Unfortunately for planet Earth and the well-being of humanity, oil spills are extremely common. Because oil is often transported long distances, it can be difficult to contain. Vessels such as pipelines are also incredibly prone to leaking, especially when they aren't carefully monitored. But a recent oil spill in Peru was caused by an unusual disaster: an undersea volcano erupted, which caused a boat to spill the oil it was carrying.
According to Reuters, the volcano's eruption created dangerously high tides, which are currently making it difficult to clean up the oil spill.
"It is unfortunate. I am seeing that there is a serious impact on the coastal marine area. Initially two and a half kilometers (of damage) were reported, but now we see that it has affected two beaches," Environment Minister Rubén Ramírez said, according to Reuters. Needless to say, the eruption created quite a mess.
What to know about the oil spill in Peru:
In addition to placing blame on oil companies for transporting crude oil in the first place, authorities are pointing fingers at an undersea volcano. According to CNN, an underwater volcano near the South Pacific nation of Tonga erupted on Jan. 15, which made for the biggest underwater eruption on record in about 30 years. As a result, a plume of ash, gas, and steam shot up into the sky. A massive tsunami also formed, affecting coastlines as far away as the U.S.
The oil spill then occurred because of the tsunami. According to ABC News, on Sunday, Jan. 16, a ship from a Spanish company called Repsol was loading oil into La Pampilla refinery. La Pampilla is the country's main oil processing plant in Callao province, which is just outside of Lima. Waves from the tsunami ended up crashing into Peru's coastline, which caused the boat to move around, and ultimately to spill oil into the water.
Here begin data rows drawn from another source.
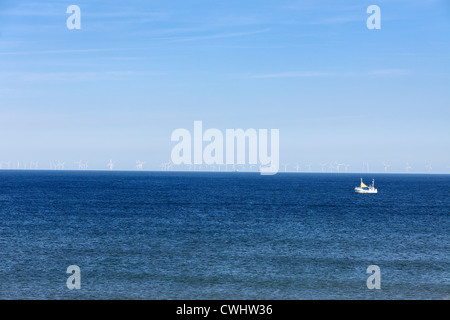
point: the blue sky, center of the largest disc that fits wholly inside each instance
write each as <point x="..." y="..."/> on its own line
<point x="137" y="70"/>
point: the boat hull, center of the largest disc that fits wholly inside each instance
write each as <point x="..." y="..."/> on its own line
<point x="363" y="190"/>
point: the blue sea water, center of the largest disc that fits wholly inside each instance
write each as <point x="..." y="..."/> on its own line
<point x="174" y="235"/>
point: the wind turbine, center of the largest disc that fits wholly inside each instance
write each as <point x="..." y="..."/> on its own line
<point x="407" y="167"/>
<point x="80" y="164"/>
<point x="330" y="167"/>
<point x="60" y="165"/>
<point x="139" y="165"/>
<point x="346" y="167"/>
<point x="110" y="165"/>
<point x="338" y="166"/>
<point x="429" y="167"/>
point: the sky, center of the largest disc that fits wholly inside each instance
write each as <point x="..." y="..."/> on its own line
<point x="137" y="70"/>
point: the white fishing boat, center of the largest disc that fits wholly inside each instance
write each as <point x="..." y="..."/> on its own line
<point x="366" y="189"/>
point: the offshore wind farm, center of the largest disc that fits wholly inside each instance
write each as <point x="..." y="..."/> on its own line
<point x="224" y="150"/>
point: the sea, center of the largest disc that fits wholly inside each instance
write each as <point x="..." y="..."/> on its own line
<point x="223" y="235"/>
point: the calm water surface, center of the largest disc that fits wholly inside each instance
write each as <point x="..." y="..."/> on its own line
<point x="148" y="235"/>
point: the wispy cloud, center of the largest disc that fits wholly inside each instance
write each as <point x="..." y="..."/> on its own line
<point x="389" y="72"/>
<point x="314" y="74"/>
<point x="73" y="76"/>
<point x="288" y="75"/>
<point x="34" y="52"/>
<point x="220" y="36"/>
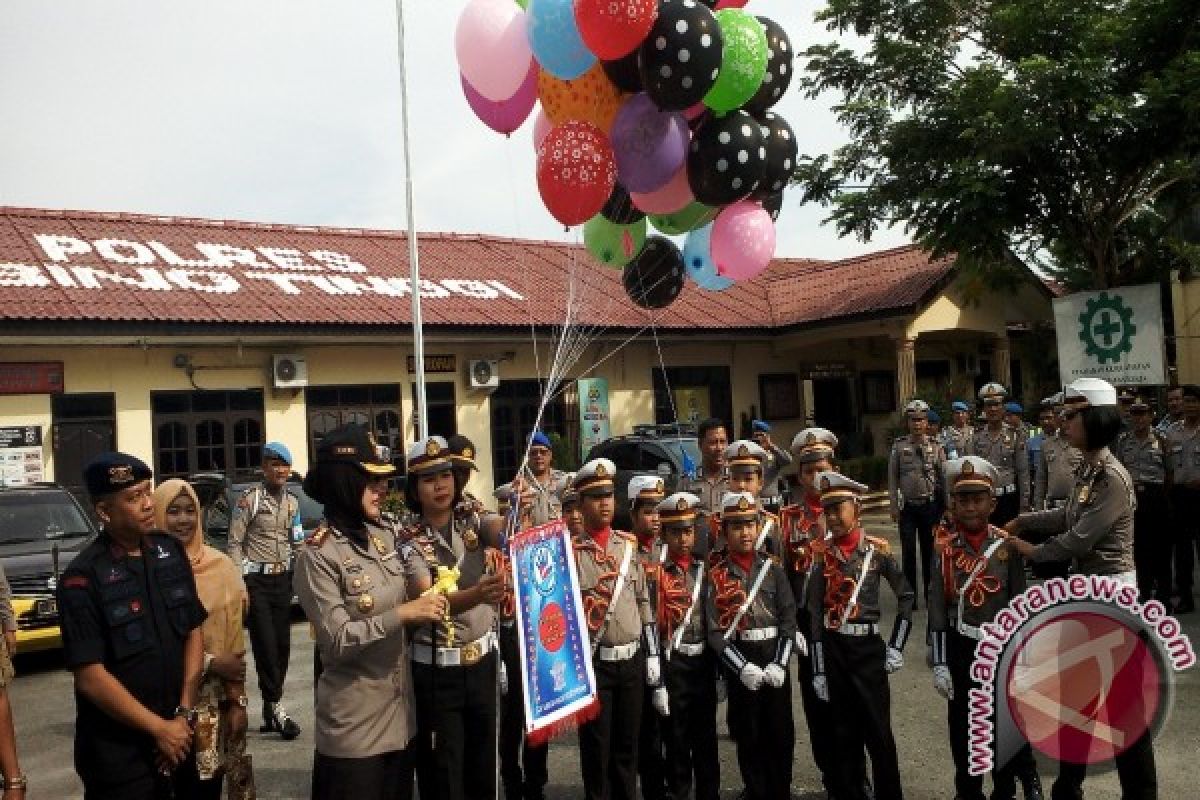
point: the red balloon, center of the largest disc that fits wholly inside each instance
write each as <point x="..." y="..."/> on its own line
<point x="615" y="28"/>
<point x="576" y="172"/>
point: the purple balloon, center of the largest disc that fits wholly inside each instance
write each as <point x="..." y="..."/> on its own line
<point x="649" y="145"/>
<point x="507" y="115"/>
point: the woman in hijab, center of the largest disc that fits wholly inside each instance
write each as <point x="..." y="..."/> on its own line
<point x="221" y="703"/>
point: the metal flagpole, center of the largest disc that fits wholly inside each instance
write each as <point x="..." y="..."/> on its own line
<point x="414" y="266"/>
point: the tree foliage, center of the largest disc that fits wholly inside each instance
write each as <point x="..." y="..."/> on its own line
<point x="1065" y="133"/>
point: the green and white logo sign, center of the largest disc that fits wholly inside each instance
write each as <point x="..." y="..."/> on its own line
<point x="1115" y="335"/>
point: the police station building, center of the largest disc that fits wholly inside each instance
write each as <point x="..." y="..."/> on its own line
<point x="191" y="342"/>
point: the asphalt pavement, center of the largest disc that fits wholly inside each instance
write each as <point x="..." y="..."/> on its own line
<point x="43" y="703"/>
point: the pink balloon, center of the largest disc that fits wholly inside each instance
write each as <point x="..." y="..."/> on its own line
<point x="507" y="115"/>
<point x="492" y="48"/>
<point x="672" y="197"/>
<point x="743" y="240"/>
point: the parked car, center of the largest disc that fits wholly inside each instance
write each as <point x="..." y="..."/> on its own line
<point x="669" y="451"/>
<point x="42" y="528"/>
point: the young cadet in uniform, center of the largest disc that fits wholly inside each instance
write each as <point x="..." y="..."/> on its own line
<point x="1143" y="451"/>
<point x="689" y="669"/>
<point x="624" y="638"/>
<point x="1003" y="447"/>
<point x="454" y="662"/>
<point x="915" y="469"/>
<point x="131" y="636"/>
<point x="850" y="661"/>
<point x="751" y="630"/>
<point x="351" y="583"/>
<point x="1096" y="533"/>
<point x="264" y="529"/>
<point x="645" y="494"/>
<point x="976" y="576"/>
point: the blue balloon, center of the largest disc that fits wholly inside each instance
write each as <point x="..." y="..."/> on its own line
<point x="555" y="38"/>
<point x="697" y="258"/>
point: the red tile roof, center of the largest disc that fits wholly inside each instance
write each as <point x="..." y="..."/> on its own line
<point x="111" y="268"/>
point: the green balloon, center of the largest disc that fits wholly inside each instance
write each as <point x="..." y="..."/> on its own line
<point x="743" y="60"/>
<point x="691" y="216"/>
<point x="611" y="244"/>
Beaches in the area have been closed since Sunday.
Beaches have turned black, and although the spill most likely wouldn't have happened if a tsunami hadn't hit, locals are understandably upset with the oil company.
"We want to tell the environment ministry to please follow up, and that those responsible receive a punishment, because this affects the fishermen, the population that they feed with the fish, and marine animals," Brenda Ramos, a local resident of Ventanilla, told France24.
So, what is the cleanup process like for this disaster?
How is the cleanup process going for Peru's oil spill?
Peru is currently recovering from both the oil spill and the tsunami that took place this past weekend. Because of the unthinkably strong currents and massive waves, at least two people fatally drowned, according to iNews. The resulting oil spill, on the other hand, poses a risk to human health, as well as nearby ecosystems.
According to Calgary Herald, the spill has been fully contained, and is reportedly under control. However, because oil is notoriously difficult to clean up, the cleanup efforts are ongoing. The amount of oil that spilled has not yet been reported, but the Agency for Environmental Assessment and Enforcement (OEFA) is currently investigating who is ultimately responsible for the spill, so it doesn't happen again, and so all of the damage can be repaired.